Andrew Cuomo’s letter to Congress about the Bernanke-Paulson-Lewis conspiracy suggests that Ken Lewis agreed not to kill the Merrill Lynch deal in part to prevent himself and the board from being ousted from Bank of America:
I can’t recall if [Hank Paulson] said “we would remove the board and management if you [invoked the material adverse change clause to block the Merrill deal]” or if he said “we would do it if you intended to.” I don’t remember which one it was, before or after, and I said, “Hank, let’s deescalate this for a while. Let me talk to our board.”
Cuomo concludes that Paulson’s threat, which Paulson has since blamed on Bernanke, “swayed” Lewis:
Secretary Paulson’s threat swayed Lewis. According to Secretary Paulson, after he stated
that the management and the Board could be removed, Lewis replied, “that makes it simple.
Let’s deescalate.” Lewis admits that Secretary Paulson’s threat changed his mind about invoking
that MAC clause and terminating the deal.

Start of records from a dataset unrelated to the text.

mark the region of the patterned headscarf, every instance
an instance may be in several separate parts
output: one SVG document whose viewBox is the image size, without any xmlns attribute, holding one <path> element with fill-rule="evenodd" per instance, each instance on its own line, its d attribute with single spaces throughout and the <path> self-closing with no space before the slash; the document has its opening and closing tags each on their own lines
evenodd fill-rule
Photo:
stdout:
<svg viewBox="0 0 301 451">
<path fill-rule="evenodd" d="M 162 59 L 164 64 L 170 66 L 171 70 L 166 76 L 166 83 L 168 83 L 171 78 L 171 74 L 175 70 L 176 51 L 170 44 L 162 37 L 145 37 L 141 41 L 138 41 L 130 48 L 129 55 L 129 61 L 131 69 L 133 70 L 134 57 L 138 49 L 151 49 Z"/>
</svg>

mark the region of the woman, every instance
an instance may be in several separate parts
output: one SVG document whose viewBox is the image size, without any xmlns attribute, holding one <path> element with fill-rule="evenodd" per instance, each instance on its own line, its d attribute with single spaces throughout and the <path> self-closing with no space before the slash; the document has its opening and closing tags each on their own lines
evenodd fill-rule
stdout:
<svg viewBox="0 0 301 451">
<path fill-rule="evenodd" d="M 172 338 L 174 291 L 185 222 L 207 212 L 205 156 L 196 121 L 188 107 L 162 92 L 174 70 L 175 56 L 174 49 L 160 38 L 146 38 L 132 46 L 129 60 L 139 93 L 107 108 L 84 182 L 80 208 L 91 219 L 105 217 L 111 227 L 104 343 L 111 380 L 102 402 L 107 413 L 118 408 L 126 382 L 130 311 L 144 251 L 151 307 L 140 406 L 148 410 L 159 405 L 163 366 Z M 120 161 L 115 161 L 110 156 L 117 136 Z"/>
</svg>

Lewis says that he came to agree with Paulson and Bernanke that invoking the MAC clause would create systemic risk and that that’s why he decided not to kill the Merrill deal. The testimony above suggests that Paulson’s threat to fire him at least contributed to this decision.
Either way–job or systemic risk–Lewis does not appear to have been acting in the best interests of Bank of America shareholders.